Les pensions de réversion à effet limité à l’avenir

Reste les pensions de réversion, qui permettent de maintenir le niveau de vie des veuves après le décès de leur conjoint. Cela représente une masse d’environ 30 milliards d’euros, soit 12 % de l’ensemble des pensions de retraite et les femmes représentent 91 % des bénéficiaires. Mais d’un régime à l’autre, les règles diffèrent et les inégalités sont fortes. D’autre part, les transformations à l’oeuvre dans la famille vont limiter l’efficacité de ce dispositif. De plus en plus de femmes seules, divorcées, séparées ou célibataires vont arriver à la retraite et ne pourront plus, ou moins bien, compter sur les ressources d’un conjoint décédé. Ce sont donc les droits directs à la retraite des femmes qu’il faut renforcer en priorité, ceux qu’elles acquièrent en cotisant tout au long de leur vie professionnelle. D’où la nécessité d’agir bien avant l’âge de la retraite, en réduisant les aléas de carrière des femmes. Cela passe notamment par une politique ambitieuse d’accueil de la petite enfance ou une meilleure conciliation entre vie familiale et vie professionnelle.

En savoir plus

« Réformer le système de retraite : les droits familiaux et conjugaux », par Carole Bonnet, Antoine Bozio, Camille Landais et Simon Rabaté, Institut des politiques publiques, rapport n° 2, juin 2013.
« Retraites : comment améliorer les droits des femmes ? », par Lucy Roberts et Nicolas Castel, Les notes de l’IES n° 32, juin 2013.

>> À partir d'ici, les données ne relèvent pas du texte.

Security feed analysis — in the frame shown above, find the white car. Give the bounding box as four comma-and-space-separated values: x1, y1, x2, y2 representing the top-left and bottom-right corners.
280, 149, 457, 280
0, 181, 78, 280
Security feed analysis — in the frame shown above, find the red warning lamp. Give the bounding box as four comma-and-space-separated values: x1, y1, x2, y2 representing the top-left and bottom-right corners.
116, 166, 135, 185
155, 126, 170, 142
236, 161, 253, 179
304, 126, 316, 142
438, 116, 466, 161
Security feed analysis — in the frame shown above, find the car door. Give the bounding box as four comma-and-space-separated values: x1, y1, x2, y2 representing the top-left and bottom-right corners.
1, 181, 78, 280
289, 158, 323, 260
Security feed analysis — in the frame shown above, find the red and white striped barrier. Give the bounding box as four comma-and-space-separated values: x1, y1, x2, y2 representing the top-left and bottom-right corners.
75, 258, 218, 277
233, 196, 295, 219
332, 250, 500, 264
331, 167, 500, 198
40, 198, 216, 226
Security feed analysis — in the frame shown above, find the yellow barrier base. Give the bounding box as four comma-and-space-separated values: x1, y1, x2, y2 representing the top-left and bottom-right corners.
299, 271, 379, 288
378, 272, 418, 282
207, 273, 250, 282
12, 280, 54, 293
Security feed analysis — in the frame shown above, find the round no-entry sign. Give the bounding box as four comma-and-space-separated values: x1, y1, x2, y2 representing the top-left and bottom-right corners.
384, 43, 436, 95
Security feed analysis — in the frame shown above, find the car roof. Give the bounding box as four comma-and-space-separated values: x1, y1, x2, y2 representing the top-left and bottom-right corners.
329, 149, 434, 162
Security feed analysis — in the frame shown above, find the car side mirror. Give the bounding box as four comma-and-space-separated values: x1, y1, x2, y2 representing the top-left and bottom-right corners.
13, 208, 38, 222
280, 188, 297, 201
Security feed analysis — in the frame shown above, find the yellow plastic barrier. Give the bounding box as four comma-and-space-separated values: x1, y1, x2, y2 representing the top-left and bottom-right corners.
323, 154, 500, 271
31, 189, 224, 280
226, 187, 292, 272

Laurent Jeanneau Alternatives Economiques Poche n° 063 - septembre 2013

[1] Si l’on prend en compte les pensions de droit direct, c’est-à-dire hors pensions de réversion et majorations de pension pour enfants, les hommes touchaient en moyenne 1 657 euros de retraite fin 2008, contre 879 euros pour les femmes.

[2] Voir « Nos retraites demain : équilibre financier et justice », rapport au Premier ministre, par Yannick Moreau, juin 2013.

[3] Le système a été réformé en 2010. Il ne bénéficiait avant qu’à la mère. Il existe également une majoration de durée d’assurance pour congé parental, permettant de valider jusqu’à trois années.